François Voltaire'in kiliseye itina etmemesi ve onların bazı kurallarını eleştirmesi, kilise yetkililerini endişelendirdi, öyle ki onu sapkın ilan ederek kitaplarını yaktılar. Voltaire ve kilise arasındaki mesafe her geçen gün artarken daha fazla baskı altında kalıyordu. Voltaire bir çok makale ve kısa konuları barındıran en büyük felsefe esri olan "Felsefe Sözlüğü"nde (Dictionnaire philosophique) Fransa'nın siyasi kurumları, kendi şahsi düşmanları, kutsal kitap ve Roma Katolik Kilisesini yoğun bir şekilde eleştiriyor. Böylece Voltaire kilise Hristiyanlığını bir kenara itti, fakat Allah'a olan inancını korudu, tabi ki kilisenin vurguladığı Allah değil.

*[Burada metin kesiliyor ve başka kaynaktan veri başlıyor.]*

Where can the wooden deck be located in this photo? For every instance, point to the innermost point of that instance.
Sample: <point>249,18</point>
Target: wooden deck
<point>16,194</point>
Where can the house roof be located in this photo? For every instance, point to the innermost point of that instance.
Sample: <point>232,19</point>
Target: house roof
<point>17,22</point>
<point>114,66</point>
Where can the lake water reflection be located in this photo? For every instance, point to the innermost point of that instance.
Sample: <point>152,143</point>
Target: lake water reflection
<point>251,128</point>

Avrupa'nın aydınlanma çağının bu büyük Fransız yazarının, Allah'ın varlığı için akılcı deliller vardır. Bir saatin çalışması için saatçiye ihtiyaç olduğu gibi dünyanın da bir yaratıcıya ihtiyacı olduğunu savunurdu. Voltaire'den naklen, "gece başım üstündeki gök yüzüne ve yıldızlarına bakmak, benim için bir Allah'ın varlığını ispat etmeye yeter" dediği belirtiliyor.Fakat Voltaire, inandığı Allah'ı şöyle tanımlıyor: Benim düşüncemde hiç şüphesiz zaruri, zati, ebedi ve akıllı bir varlık vardır. Bu iman konusu değil; bu bir akıl konusudur.

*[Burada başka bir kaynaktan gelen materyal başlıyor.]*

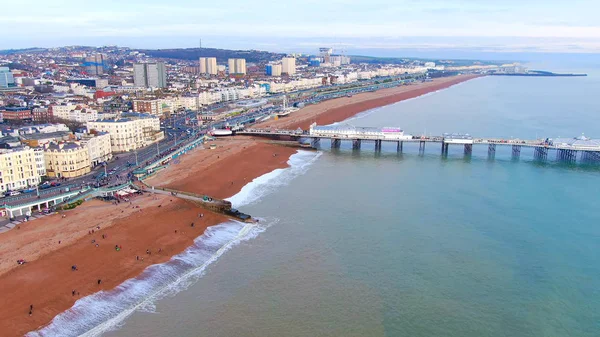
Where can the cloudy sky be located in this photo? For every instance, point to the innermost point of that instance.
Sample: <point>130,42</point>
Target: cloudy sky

Fransız düşünürün bu inanışı muhtemel İngiliz fizikçi ve düşünür Isaac Newton'un görüşlerinden ve Allah'ın isbatı için olan delillerden kaynaklanıyor. Müslüman düşünürler Voltaire ve Newton'dan asırlar önce Kur'an-ı Kerim ayetleri ve rivayetlerle, Voltaire'in mantığının da aralarında olan birçok delille Allah'ın varlığını ispat ettiler. Buna göre, her şeyi yaratan fakat kimsenin O'nu var etmeyen Allah dışında her bir fenomenin bir yaratıcısı vardır. Diğer yandan muazzam varlık aleme egemen olan titiz ve dakik düzenin bizzat kendisi de bilge ve muktedir bir yaratıcının varlık delilidir. Ortak ve eşi olmayan yegane Allah.
Böylece bir Hristiyan olan François Voltaire, kilise tarafından tahrif edilen Hristiyanlık inançları ve kilisenin halka karşı davranışlarına muhalefet ederek dininden ayrıldı. Fakat onun İslam ile karşılaşması tamamen ters bir süreçle gerçekleşti. Voltaire ilk başta İslam ve azimüş'şan İslam Peygmberini –saa- yoğun bir şekilde eleştirirken bazen hatta o hazrete hakarette bulunarak alaya alıyordu. Fakat gerçeklerin yavaş yavaş aydınlanması ile bu büyük dine yöneldi ve ömrünün sonlarında onu takdir etti.
Voltaire Hristiyan dini bir ailede dünyaya geldi ve okulda da kilise öğretilerini öğrenmeye ilaveten İslam'a karşı önyargılı sözler ve konular duymuş ve okumuştu. Voltaire döneminde başta Fransa olmak üzere batıya egemen atmosfer İslam, büyük İslam peygamberi ve Müslümanlara karşı temelsiz, yanlış ve önyargılı konularla doluydu; hatta günümüze kadar da süre gelmiştir. Diğer yandan Voltaire de kilisenin yanlış düşünce ve davranışlarını görünce muhtemelen İslam'ın da Hristiyanlık gibi tahrif edildiğini düşünmüştür. Böylece o da diğer insanlar gibi İslam'a karşı negatif bakışa sahipti. Tabi ki bu görüş ve düşünce zaman aşımı ve kendisinin daha detaylı araştırmaları ile köklü değişimlere uğradı.